ʻĀmaui
- Conservation status: Extinct (c.1850) (IUCN 3.1)

Scientific classification
- Kingdom: Animalia
- Phylum: Chordata
- Class: Aves
- Order: Passeriformes
- Family: Turdidae
- Genus: Myadestes
- Species: †M. woahensis
- Binomial name: †Myadestes woahensis (Bloxam, 1899)

= ʻĀmaui =

- Genus: Myadestes
- Species: woahensis
- Authority: (Bloxam, 1899)
- Conservation status: EX

Extinct species of bird

The ʻāmaui (Myadestes woahensis) or Oahu thrush is an extinct species of thrush in the family Turdidae that was endemic to the island of Oahu. It was the first member of its genus to become extinct, c. 1850. It has sometimes been considered a subspecies of the olomaʻo (Myadestes lanaiensis).

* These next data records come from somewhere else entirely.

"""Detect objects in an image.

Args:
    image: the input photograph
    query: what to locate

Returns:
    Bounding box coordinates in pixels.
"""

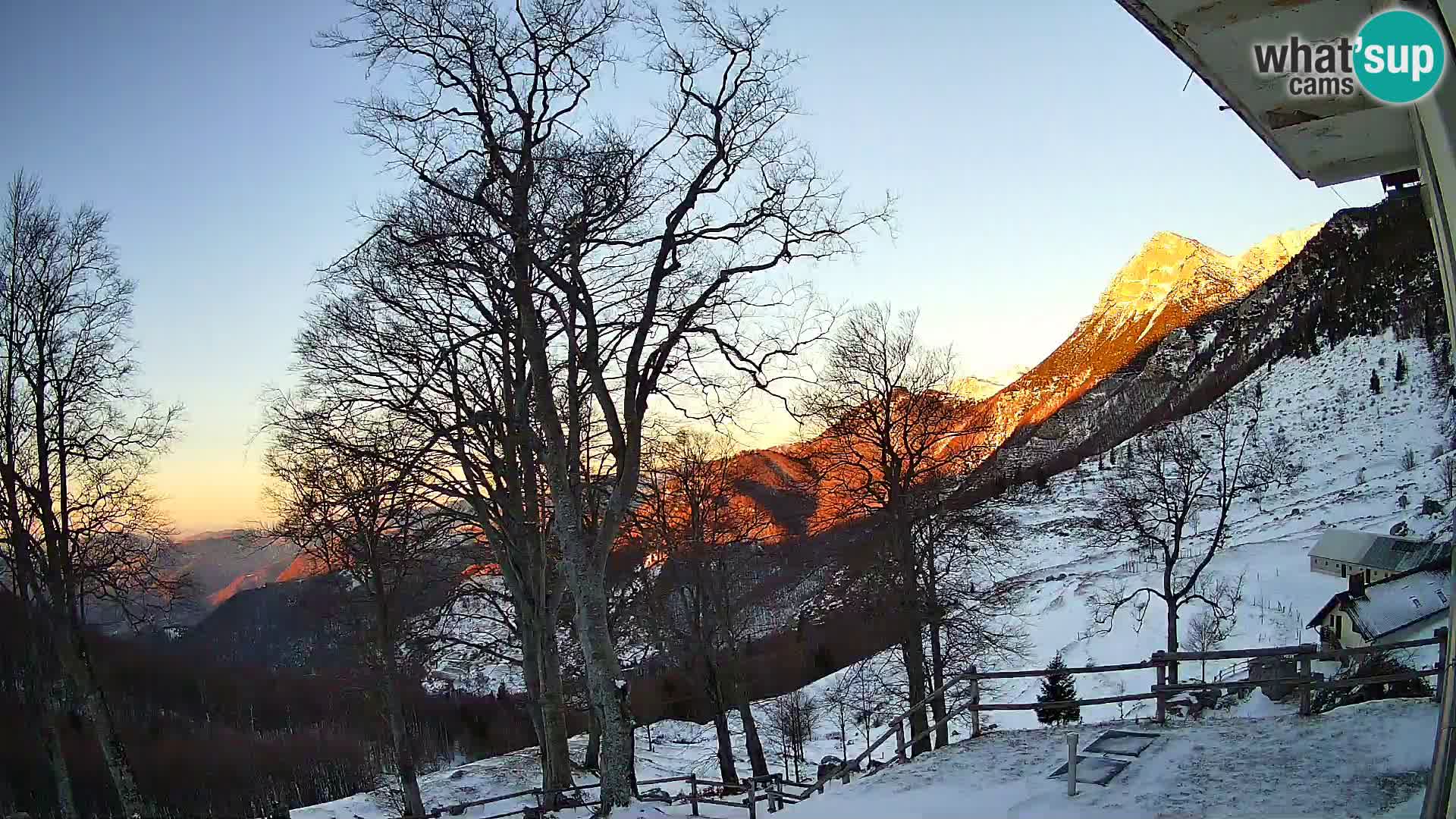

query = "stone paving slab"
[1046,754,1130,786]
[1084,730,1157,756]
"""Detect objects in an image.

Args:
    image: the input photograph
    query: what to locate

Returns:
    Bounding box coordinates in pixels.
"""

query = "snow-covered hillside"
[997,328,1456,727]
[783,699,1436,819]
[294,337,1456,819]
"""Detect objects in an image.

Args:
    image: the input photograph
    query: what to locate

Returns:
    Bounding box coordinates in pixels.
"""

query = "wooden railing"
[802,628,1446,797]
[402,628,1447,819]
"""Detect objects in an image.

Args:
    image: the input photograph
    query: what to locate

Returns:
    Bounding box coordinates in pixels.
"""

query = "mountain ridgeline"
[177,198,1446,718]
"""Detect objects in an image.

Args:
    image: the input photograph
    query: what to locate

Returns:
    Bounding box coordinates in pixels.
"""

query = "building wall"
[1309,557,1395,583]
[1320,606,1370,648]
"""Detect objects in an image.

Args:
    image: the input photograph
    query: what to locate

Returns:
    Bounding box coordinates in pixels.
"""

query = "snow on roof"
[1309,529,1450,571]
[1344,567,1450,640]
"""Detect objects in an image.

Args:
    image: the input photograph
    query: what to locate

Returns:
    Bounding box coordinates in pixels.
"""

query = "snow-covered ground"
[293,694,1436,819]
[785,699,1436,819]
[996,328,1456,727]
[294,337,1456,819]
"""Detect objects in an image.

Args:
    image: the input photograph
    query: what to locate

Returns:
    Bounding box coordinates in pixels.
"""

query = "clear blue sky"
[0,0,1379,529]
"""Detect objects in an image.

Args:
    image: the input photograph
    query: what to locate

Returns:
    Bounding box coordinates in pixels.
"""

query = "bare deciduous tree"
[769,689,820,780]
[629,430,772,784]
[913,503,1029,748]
[1188,600,1242,682]
[322,0,883,810]
[799,305,971,754]
[0,168,180,814]
[264,402,462,816]
[1090,388,1263,683]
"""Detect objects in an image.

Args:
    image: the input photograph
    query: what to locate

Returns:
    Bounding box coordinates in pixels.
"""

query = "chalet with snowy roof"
[1309,529,1451,585]
[1309,561,1451,648]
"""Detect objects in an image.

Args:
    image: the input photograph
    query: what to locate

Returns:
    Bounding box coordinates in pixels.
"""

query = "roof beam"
[1301,146,1417,188]
[1264,93,1380,131]
[1172,0,1350,36]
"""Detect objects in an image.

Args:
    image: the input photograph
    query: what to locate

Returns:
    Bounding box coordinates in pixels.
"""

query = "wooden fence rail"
[402,628,1447,819]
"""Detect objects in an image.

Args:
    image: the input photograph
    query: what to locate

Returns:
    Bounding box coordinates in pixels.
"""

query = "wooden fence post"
[1299,642,1315,717]
[1067,732,1078,795]
[1153,651,1168,724]
[971,666,981,737]
[1436,625,1450,702]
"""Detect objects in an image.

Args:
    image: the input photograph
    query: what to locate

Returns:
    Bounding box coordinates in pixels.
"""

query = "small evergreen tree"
[1037,651,1082,726]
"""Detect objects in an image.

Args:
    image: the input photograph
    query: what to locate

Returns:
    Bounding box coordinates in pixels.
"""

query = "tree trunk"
[1168,598,1178,685]
[900,623,930,756]
[714,705,738,786]
[893,522,930,756]
[536,620,575,795]
[581,711,601,771]
[736,685,769,777]
[703,657,738,786]
[383,655,425,816]
[54,623,146,816]
[41,697,79,819]
[930,623,951,748]
[568,579,633,813]
[31,620,79,819]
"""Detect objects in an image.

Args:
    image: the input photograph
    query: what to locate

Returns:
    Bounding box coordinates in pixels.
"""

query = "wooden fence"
[402,628,1447,819]
[802,628,1447,797]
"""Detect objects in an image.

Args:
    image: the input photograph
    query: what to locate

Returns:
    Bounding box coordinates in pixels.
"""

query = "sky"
[0,0,1380,532]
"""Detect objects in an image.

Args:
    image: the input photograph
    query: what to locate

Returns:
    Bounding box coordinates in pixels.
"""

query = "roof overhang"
[1119,0,1437,185]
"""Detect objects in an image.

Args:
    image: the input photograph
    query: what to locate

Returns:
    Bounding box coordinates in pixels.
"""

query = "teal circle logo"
[1356,9,1446,105]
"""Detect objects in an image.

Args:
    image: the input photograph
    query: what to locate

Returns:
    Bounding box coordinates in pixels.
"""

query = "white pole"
[1067,732,1078,795]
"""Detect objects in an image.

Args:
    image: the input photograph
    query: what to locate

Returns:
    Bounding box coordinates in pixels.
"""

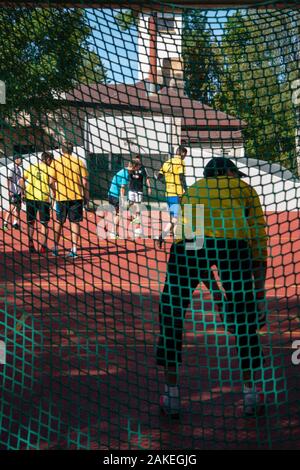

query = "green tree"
[0,8,105,117]
[77,50,108,85]
[213,10,296,171]
[182,10,222,104]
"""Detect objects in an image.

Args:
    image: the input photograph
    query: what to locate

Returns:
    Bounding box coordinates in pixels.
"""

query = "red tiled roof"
[66,82,246,138]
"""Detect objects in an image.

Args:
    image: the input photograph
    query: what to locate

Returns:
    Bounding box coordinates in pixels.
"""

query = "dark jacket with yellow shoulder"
[181,176,268,261]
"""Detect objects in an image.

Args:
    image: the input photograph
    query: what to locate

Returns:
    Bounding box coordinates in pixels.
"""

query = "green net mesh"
[0,2,300,449]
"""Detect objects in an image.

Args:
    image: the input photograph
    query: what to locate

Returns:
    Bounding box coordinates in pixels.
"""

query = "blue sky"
[86,9,232,83]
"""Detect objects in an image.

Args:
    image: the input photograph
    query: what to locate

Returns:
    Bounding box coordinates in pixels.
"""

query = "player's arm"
[154,164,165,181]
[79,159,90,205]
[247,188,268,298]
[19,171,28,199]
[48,166,57,200]
[144,168,152,195]
[7,170,14,196]
[179,173,187,193]
[82,176,90,205]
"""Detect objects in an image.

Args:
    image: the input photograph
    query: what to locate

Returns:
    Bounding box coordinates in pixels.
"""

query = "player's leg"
[218,240,263,414]
[158,196,180,248]
[13,194,22,229]
[68,200,83,258]
[132,193,143,236]
[108,196,120,240]
[3,197,15,232]
[52,201,69,256]
[38,201,50,253]
[156,242,204,416]
[26,199,37,253]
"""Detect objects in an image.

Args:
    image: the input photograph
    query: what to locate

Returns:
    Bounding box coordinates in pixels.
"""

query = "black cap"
[204,157,247,178]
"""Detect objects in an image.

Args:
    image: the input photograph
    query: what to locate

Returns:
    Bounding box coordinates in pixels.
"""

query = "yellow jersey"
[50,155,87,201]
[178,176,268,260]
[159,155,185,197]
[24,162,50,202]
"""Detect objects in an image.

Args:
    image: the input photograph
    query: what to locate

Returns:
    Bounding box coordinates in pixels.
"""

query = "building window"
[157,13,175,33]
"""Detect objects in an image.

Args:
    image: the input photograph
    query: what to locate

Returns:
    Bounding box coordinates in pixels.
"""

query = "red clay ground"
[0,212,300,449]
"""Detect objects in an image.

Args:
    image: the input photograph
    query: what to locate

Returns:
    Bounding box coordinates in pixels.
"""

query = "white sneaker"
[108,232,119,240]
[159,387,180,419]
[134,228,143,237]
[244,386,265,416]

Its island name ʻāmaui is technically a corruption, as the Hawaiians considered all the thrushes from Maui, Molokai, Lanai and Oahu to be one species, the ʻāmaui. It was a large brownish songbird that lived in much of the highland forests on Oahu. It may have been mainly a fruit eater like many of the other Hawaiian thrushes. Due to its quick extinction, little is known about the ʻāmaui. It may have nested in trees like the 'ōma'o or nested in crevices like the extinct kāmaʻo. Its song was reported to be similar to the Molokai olomaʻo, which may be its closest relative. It became extinct due to serious habitat degradation and destruction. Mosquitoes, introduced about thirty years earlier, caused the birds to evacuate what little good habitat was left in the low altitude areas of Oahu - and if the birds did not leave, they would have contracted malaria and perished. Birds that retreated to upper elevations would have been harassed by introduced rats, which attack the berries and steal chicks from nests. This species' extinction was not well recorded, as no one mentions a specific year when the ʻāmaui was last identified. Scientists believe that the species vanished between 1840 and 1860, most likely during the late 1850s. It is known from a single specimen taken in 1825 (now lost) and subfossil bones. The name derives from manu a Māui: "Māui's bird.